Of all the intellectual influences that helped to shape America's first post-American president, Barack Obama, few were more significant than the postmodern professor par excellence, Edward Said. It was in 1982, during his first year in New York as a student at Columbia University, that the young Obama encountered Said, who was lecturing on literature. According to Obama's biographer, David Maraniss, he attended Said's course for only a term with a friend. The latter's recollection is that they were not especially impressed by the professor's over-theoretical approach. Apparently Said cancelled the next term's class and also handed back the students' papers late, leading the young Barack to refer to him in a letter as a "flake". Maraniss plays down the whole episode and concludes that only "conspiracy theorists" could trace a connection between Obama's later politics and Said's tutelage.
But the evidence may actually point the other way. The subjective impressions of a student acquaintance three decades later is rather a slender basis on which to dismiss the possibility that some at least of Said's ideas made an impression on Obama. We know that Obama was moving sharply to the Left during this period: after leaving Columbia he became a "community organiser" in Chicago — a foot soldier in the movement inspired by the Marxist guru Saul Alinsky and directed by the former terrorist Bill Ayres. Edward Said was, as far as we know, the only academic to whom Obama was exposed at Columbia whose ideological attitudes could have helped to prepare this callow, laid-back youth for the activist milieu that he sought out straight after graduation.
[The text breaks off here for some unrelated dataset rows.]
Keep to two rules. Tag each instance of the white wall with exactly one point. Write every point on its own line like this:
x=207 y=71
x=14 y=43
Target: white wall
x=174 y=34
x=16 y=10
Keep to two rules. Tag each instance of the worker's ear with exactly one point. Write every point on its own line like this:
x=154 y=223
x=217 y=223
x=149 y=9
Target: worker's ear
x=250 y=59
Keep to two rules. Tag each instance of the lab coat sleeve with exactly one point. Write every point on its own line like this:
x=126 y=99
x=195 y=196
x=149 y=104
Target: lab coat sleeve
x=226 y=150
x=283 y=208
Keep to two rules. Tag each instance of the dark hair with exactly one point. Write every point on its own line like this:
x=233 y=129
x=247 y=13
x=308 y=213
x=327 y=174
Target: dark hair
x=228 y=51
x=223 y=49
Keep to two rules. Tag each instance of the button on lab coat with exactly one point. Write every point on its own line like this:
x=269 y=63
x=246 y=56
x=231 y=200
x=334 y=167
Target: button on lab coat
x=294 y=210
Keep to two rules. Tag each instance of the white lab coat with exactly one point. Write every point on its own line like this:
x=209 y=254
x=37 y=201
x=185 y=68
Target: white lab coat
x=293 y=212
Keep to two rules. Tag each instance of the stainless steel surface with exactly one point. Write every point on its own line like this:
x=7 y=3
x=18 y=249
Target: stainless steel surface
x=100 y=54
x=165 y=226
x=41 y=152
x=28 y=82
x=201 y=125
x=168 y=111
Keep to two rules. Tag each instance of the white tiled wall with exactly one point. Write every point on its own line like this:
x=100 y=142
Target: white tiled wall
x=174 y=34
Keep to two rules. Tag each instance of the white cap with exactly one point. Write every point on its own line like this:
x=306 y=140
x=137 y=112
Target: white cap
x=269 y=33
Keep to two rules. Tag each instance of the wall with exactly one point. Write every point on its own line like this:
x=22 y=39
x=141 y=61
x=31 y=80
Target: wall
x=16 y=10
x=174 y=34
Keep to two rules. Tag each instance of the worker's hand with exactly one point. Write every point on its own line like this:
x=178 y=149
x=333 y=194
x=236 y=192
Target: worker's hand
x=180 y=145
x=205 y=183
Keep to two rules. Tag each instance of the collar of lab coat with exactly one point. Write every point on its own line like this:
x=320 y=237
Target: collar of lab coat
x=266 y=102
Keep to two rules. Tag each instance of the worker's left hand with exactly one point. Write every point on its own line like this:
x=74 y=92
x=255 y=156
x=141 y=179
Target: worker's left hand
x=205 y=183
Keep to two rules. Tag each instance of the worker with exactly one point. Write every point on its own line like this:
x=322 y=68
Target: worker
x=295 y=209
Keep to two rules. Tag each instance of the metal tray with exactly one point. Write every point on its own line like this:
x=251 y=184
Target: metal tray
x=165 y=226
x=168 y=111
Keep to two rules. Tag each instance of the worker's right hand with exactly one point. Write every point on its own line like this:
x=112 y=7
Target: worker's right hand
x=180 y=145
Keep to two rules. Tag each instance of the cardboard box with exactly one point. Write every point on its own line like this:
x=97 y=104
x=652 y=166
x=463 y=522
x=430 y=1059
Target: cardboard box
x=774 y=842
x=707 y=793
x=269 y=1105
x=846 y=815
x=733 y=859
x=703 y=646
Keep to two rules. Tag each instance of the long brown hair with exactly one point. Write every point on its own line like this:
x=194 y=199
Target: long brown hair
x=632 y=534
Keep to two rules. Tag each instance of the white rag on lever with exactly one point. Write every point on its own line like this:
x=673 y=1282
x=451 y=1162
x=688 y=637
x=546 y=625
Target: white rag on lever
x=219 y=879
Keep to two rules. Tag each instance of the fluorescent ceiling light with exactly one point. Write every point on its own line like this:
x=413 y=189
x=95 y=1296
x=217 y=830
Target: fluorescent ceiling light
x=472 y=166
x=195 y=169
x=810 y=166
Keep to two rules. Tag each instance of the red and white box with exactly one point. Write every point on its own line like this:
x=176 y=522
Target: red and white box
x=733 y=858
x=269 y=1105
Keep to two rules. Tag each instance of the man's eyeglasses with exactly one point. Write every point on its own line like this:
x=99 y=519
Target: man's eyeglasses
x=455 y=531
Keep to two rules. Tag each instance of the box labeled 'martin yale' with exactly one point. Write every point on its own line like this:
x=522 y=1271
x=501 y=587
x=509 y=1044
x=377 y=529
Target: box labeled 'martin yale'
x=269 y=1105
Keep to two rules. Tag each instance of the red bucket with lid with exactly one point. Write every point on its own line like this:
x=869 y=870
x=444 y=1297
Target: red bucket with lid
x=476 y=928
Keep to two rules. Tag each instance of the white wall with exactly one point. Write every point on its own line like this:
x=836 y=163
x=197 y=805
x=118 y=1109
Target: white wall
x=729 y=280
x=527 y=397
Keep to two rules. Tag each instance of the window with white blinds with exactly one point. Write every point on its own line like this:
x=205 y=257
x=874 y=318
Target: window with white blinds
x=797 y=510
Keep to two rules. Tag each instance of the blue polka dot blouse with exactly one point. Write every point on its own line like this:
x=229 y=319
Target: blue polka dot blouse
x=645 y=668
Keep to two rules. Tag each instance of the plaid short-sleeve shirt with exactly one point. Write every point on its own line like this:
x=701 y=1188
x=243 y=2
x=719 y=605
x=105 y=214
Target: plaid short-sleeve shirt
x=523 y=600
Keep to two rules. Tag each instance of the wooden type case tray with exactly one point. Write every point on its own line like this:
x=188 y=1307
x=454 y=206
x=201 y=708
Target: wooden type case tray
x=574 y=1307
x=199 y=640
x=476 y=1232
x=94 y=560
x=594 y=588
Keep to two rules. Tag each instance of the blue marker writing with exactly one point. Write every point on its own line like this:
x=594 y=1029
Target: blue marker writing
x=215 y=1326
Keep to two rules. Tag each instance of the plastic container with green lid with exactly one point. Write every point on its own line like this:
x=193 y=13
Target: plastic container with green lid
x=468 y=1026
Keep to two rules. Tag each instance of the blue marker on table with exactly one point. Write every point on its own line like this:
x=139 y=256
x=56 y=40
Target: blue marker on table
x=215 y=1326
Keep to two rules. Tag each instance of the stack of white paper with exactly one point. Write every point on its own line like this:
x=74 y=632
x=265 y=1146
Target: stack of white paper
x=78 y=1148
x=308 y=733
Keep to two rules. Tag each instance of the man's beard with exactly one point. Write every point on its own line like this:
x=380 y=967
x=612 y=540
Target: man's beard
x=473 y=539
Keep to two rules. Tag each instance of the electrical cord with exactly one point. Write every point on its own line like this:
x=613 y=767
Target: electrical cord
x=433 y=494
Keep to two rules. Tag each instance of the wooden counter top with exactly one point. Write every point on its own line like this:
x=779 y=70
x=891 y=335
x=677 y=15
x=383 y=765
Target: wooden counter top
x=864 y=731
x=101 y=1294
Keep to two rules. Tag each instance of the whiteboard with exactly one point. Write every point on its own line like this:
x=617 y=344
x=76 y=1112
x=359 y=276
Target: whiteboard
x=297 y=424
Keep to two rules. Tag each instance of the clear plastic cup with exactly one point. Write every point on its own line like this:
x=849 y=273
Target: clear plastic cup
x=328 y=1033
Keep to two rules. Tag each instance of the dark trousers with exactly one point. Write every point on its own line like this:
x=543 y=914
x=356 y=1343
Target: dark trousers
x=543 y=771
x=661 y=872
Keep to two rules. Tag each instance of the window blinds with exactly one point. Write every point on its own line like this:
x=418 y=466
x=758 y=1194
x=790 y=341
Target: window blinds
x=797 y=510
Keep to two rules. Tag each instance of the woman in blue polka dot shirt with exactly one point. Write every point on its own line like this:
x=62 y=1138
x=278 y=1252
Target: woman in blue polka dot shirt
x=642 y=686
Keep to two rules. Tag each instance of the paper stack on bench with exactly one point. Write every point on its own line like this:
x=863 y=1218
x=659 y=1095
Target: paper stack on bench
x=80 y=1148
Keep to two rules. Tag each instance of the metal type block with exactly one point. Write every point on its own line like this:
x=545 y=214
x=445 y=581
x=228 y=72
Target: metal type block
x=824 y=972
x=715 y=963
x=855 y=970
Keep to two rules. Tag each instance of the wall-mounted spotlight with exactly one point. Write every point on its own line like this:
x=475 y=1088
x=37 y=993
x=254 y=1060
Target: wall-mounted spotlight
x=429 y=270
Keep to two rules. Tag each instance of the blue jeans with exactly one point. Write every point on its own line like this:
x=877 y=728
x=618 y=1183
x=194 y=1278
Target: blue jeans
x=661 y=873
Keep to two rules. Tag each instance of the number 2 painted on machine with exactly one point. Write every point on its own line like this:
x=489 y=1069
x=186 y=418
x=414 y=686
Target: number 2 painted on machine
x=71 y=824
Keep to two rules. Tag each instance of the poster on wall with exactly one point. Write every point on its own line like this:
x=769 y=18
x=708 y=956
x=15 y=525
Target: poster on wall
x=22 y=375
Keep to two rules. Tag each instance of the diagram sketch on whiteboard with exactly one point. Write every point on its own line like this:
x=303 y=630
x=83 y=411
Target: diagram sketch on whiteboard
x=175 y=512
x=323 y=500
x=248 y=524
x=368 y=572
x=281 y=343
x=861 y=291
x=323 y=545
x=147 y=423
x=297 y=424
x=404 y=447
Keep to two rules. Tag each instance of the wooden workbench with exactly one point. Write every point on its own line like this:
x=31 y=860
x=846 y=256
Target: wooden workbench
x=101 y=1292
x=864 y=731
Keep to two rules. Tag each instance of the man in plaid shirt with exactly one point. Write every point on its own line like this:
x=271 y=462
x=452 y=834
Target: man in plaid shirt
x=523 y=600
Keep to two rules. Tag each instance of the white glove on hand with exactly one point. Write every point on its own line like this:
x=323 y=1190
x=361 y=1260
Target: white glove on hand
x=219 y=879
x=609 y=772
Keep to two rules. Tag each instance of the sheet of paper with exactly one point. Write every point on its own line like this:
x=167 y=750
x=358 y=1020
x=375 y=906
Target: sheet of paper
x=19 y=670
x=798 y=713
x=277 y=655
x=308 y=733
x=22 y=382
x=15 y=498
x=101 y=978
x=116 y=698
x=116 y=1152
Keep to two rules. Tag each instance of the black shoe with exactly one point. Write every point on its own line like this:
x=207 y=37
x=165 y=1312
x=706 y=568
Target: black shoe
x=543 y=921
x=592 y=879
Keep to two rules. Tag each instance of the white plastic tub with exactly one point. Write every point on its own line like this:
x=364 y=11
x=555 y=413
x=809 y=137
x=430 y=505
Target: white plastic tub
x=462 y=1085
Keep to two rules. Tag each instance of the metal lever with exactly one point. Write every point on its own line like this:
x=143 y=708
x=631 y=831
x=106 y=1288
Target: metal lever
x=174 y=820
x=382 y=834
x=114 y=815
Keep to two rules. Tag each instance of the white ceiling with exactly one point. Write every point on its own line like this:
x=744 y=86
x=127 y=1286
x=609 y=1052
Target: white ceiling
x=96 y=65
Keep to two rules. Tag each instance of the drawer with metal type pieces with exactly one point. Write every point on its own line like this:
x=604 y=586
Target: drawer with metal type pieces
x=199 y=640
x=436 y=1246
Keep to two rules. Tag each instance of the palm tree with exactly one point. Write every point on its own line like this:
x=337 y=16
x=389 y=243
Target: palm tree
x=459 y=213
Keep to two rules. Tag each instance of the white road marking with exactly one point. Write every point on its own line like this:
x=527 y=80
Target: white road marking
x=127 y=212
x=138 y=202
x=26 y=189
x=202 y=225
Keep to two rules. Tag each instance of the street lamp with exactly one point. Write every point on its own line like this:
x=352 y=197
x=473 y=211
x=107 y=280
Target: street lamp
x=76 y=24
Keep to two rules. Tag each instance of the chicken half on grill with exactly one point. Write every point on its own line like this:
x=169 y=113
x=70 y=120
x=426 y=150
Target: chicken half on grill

We know that, as a rising Democratic politician in the 1990s, Obama would later meet Said (by now an academic celebrity) on several occasions, evidently as political allies and even friends. So it seems improbable that their mutual admiration had no connection with the respect for Said that was doubtless felt by the young Obama already in his Columbia period.
What, though, might the intellectually curious Obama have learned at Said's feet? This was a phase in the latter's career when he was making a name for himself as a contributor to the liberal press, especially the New York Review of Books. A few years earlier, Said had published Orientalism — of all his books the one that has exercised the most profound (if pernicious) effect on academic and intellectual life. Did Obama read Orientalism at Columbia? We do not know, but he would have encountered its leitmotif — the idea that Western attitudes to the East had been driven not by facts but by fantasies about "the Other", a fake Islamic world that served imperialist purposes.